No good will come from the business model offered by "Open"AI. It is not like the personal computer revolution that created tremendous wealth and opportunity. These companies are not developing "tools" like the personal PC. The models are closed, trained on closed data and cost a fortune to train. All they will ever offer is a paid prompt.
A famous ~$50 millionaire+ programmer who is basically retired and no longer has a strong commercial connection to his original source code, of course can release his code for the public good without much risk. But that's a very different thing that whatever OP is talking about.
Again this has very little real connection to a commercial company in its prime releasing OSS and sacrificing massive income.
All you've shown me is a programmer who got wealthy releasing the closed source games via big name publishers, strategically making their own company, then later released the source code for a well-past-its-commerical-prime game at minimal personal risk, in an industry at the time where old games die. Even remastering old IP games wasn't a thing yet.
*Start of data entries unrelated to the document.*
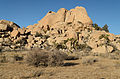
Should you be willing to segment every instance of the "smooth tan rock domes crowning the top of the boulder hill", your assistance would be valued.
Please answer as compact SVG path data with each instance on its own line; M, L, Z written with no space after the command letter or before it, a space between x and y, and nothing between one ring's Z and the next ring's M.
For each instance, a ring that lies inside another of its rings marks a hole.
M57 13L50 11L43 19L38 21L38 26L52 26L59 22L81 22L83 24L93 24L86 12L86 9L84 7L76 7L71 10L61 8Z

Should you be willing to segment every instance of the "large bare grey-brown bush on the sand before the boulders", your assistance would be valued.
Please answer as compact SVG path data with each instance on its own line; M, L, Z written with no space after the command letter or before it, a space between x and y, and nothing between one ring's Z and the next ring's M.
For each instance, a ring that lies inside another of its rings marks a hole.
M28 52L26 63L34 66L61 66L65 54L58 50L34 49Z

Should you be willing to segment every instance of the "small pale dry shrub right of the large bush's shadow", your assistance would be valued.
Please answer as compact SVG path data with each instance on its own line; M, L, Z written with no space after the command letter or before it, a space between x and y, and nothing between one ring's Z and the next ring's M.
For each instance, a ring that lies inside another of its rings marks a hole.
M85 57L82 59L82 64L83 65L92 65L95 62L98 62L98 59L95 57Z

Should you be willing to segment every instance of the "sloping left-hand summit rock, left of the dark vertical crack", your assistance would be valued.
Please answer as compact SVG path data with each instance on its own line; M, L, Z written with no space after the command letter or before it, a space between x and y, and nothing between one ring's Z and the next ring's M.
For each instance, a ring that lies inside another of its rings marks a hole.
M58 10L57 13L50 11L42 20L39 21L38 26L52 26L58 22L65 22L66 13L67 10L64 8Z

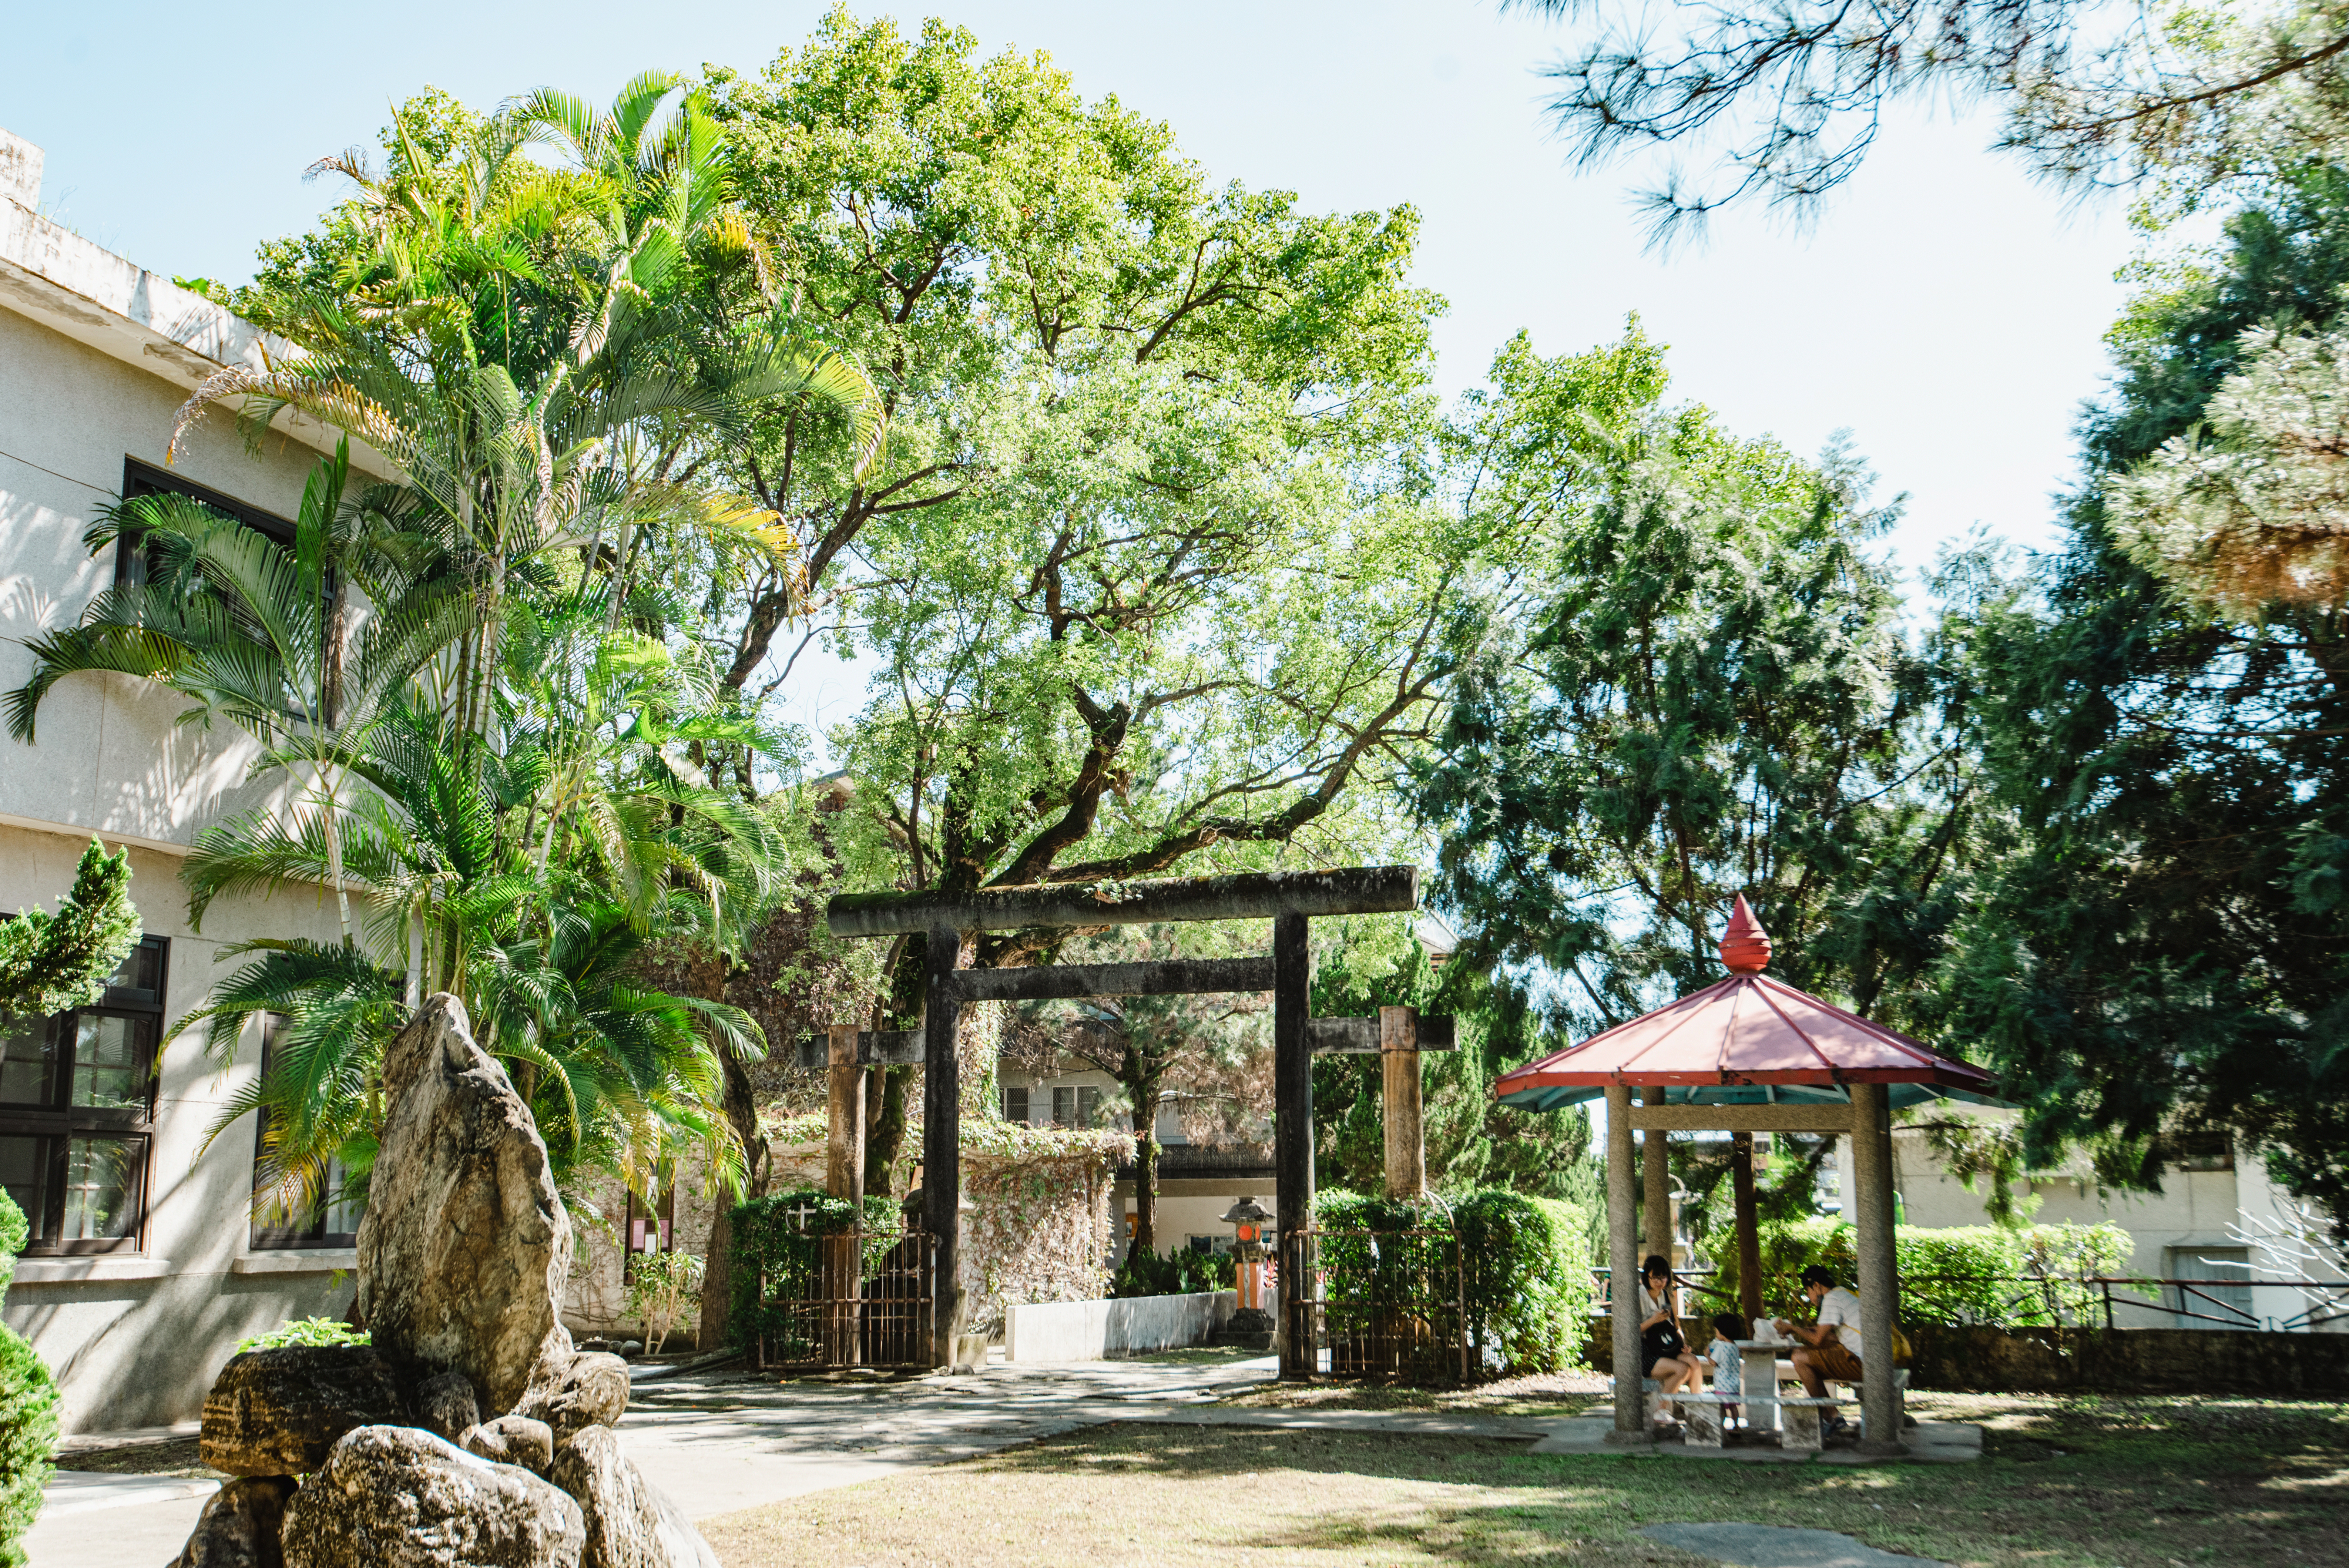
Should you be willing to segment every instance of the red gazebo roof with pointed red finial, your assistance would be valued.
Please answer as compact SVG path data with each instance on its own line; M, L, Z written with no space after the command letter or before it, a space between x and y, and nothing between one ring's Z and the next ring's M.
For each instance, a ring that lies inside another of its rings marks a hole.
M1708 1106L1844 1101L1846 1084L1893 1084L1893 1106L1997 1094L1983 1068L1764 976L1769 937L1745 894L1722 960L1729 979L1529 1061L1501 1075L1494 1096L1550 1110L1597 1099L1609 1084L1663 1087L1665 1101Z

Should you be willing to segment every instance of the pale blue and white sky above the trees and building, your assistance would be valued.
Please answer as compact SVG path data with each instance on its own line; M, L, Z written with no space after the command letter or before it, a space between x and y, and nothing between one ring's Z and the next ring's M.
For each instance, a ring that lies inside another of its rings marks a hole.
M822 9L28 7L9 19L0 129L45 148L52 216L157 272L242 282L261 239L336 197L301 171L371 146L395 99L425 85L474 106L540 85L608 99L648 66L754 70ZM1670 345L1677 399L1804 455L1849 432L1879 498L1907 495L1884 549L1910 573L1976 526L2055 538L2051 495L2102 387L2133 235L2116 200L2072 204L1987 153L1983 115L1896 117L1809 228L1731 211L1703 246L1654 254L1630 207L1654 171L1571 169L1541 115L1539 68L1567 31L1496 0L857 9L909 28L942 14L987 54L1043 49L1088 99L1167 120L1219 181L1315 209L1409 202L1416 282L1452 303L1435 329L1445 392L1478 385L1517 331L1557 354L1637 312ZM853 685L810 667L799 718L846 718Z

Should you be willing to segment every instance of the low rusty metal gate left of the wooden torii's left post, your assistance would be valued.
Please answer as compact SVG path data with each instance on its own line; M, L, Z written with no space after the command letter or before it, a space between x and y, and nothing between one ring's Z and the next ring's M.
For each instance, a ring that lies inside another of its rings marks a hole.
M761 1371L930 1366L937 1237L839 1230L792 1237L759 1277Z

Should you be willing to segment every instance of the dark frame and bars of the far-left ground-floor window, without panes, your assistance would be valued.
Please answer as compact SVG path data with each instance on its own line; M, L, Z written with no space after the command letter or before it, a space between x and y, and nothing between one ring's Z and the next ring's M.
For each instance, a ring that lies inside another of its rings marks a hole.
M14 915L9 915L14 918ZM75 1258L94 1253L143 1253L148 1249L148 1218L150 1218L150 1195L153 1195L153 1167L155 1167L155 1096L157 1096L157 1059L162 1047L162 1021L164 1021L164 998L171 988L171 939L169 937L141 937L132 955L153 953L155 960L155 986L108 986L106 993L89 1002L87 1007L68 1007L66 1012L49 1014L40 1021L56 1042L49 1059L52 1089L47 1103L0 1103L0 1136L7 1138L38 1138L45 1145L47 1171L42 1176L47 1195L42 1202L42 1214L26 1214L31 1235L26 1237L26 1258ZM124 960L129 962L129 960ZM73 1077L80 1066L80 1019L82 1014L96 1016L129 1016L146 1026L146 1061L134 1070L143 1084L139 1106L73 1106ZM120 1237L75 1237L59 1239L66 1228L66 1197L68 1197L68 1171L73 1160L75 1138L106 1138L110 1143L134 1145L132 1171L136 1181L136 1223ZM38 1148L40 1148L38 1145ZM47 1239L45 1239L47 1237Z

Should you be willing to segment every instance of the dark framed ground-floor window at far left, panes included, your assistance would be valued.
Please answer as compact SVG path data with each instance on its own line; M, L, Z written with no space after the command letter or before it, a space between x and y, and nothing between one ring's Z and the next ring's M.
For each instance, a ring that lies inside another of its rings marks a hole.
M94 1005L0 1033L0 1188L31 1223L28 1256L146 1244L169 969L169 939L146 937Z

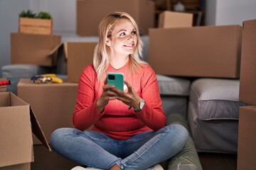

Meanwhile releasing his engine brought him and his team much personal reputation, showing his amazing programming techniques and talent which helped the industry... even though no one cared to use his old out-of-date open source engine (aka little commercial risk)... which yes was novel at the time and respectable.
What does this have to do with OpenAI exactly? Or top end talent spending their prime at a commercial software company?
And I despise the heavily policed OpenAI approach to models so I have no skin in the game to defend them.
I'm not personally too chuffed about corporate hypocrisy, but the more you believe in OpenAI's name and stated mission the more likely you are to be upset with them (and, by extension, this news).
It was news at the time because he was already famous. He had a series of videos on YouTube from his course CS231n at Stanford. He also wrote the popular char-rnn article in 2015 and was a founding member of the research group at OpenAI before joining Tesla.
Manhattan project was awesome, and thanks to nuclear arms race we actually have an energy source that solves all of our renewable energy needs, human vices and misinformation notwithstanding.
It's just sad. The Manhattan project was necessary and it was successful. It also developed the technology for clean nuclear energy. But at the end of the day the reality of this world is that technology is a two edge knife. US government promptly bombed Japan, and other countries rightfully rushed to develop their own bombs.
I feel the same with AI. Most people struggle to make ends meet. Meanwhile our brightest minds are developing AI and will hand it over to people who don't care about the rest of us. Models will be closed, data will be closed. Why? You get my point?
Re Manhattan project, somebody else would have figured it out, is there a side you'd rather had got there first? The cat was already out of the bag.
More to the point, openAI makes chatbots that use matrix multiplication to provide believable sentences, and a few similar things. This isn't and never will be nuclear power. Nobody is working or, or close to, any sentient or dangerous AI (dangerous in a way that a regular computer program couldn't be). The applications in contemplation here are better searching, low end copywriting, some kind of smart assistant.
(On a technical level, there's very cool stuff going on, but there is not societal risk, other than the fallout from s big hype bubble)
Looking forward to this aging like milk. Virtually everyone in the industry believes AGI will happen, and virtually everyone agrees that it is going to permanently change humanity like we've never seen before.
This just a classical false dichotomy. Because we spend resources on one thing doesn't mean we can't spend resources on another, and it doesn't mean resources for one thing are being taken away from another. It's not a zero sum game.
One would expect that bright people would know better, specially after the Manhattan project.